Find the sum of the series $\sum_{n=0}^{\infty}\frac{\cos(nx)}{2^{n}}$ and $\sum_{n=0}^{\infty}\frac{\sin(nx)}{2^{n}}$.
Hint: Rewrite the trigonometric functions using complex exponentials. $$$$ This is what I have so far:
$\cos(nx) = \frac{e^{inx}+e^{-inx}}{2}$ and $\sin(nx) = \frac{e^{inx}-e^{-inx}}{2i}$
By substituting in the values into the given series, we get:
$\frac{1}{2}\sum_{n=0}^{\infty}\frac{e^{inx}+e^{-inx}}{2}$ + $\frac{1}{2}\sum_{n=0}^{\infty}\frac{e^{inx}-e^{-inx}}{2i}$.

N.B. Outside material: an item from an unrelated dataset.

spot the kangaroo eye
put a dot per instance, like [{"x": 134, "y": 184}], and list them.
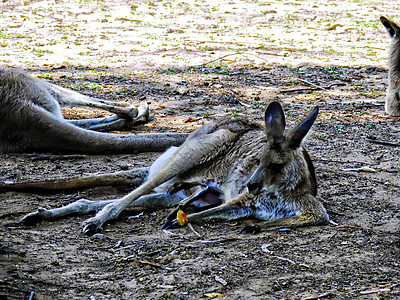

I have no clue what to do from here, please help.
Edit: used latex codes \cos and \sin.
First, $e^{inx} = \cos(nx)+i\sin(nx)$.
So, $\displaystyle\sum_{n=0}^\infty \left(\frac{\cos(nx)}{2^n}+i\frac{\sin(nx)}{2^n}\right) = \displaystyle\sum_{n=0}^\infty \frac{e^{inx}}{2^n} = \displaystyle\sum_{n=0}^\infty \left(\frac{e^{ix}}{2}\right)^n=\frac{2}{2-e^{ix}}$.
Convert the RHS to trig functions, then compare re and im parts.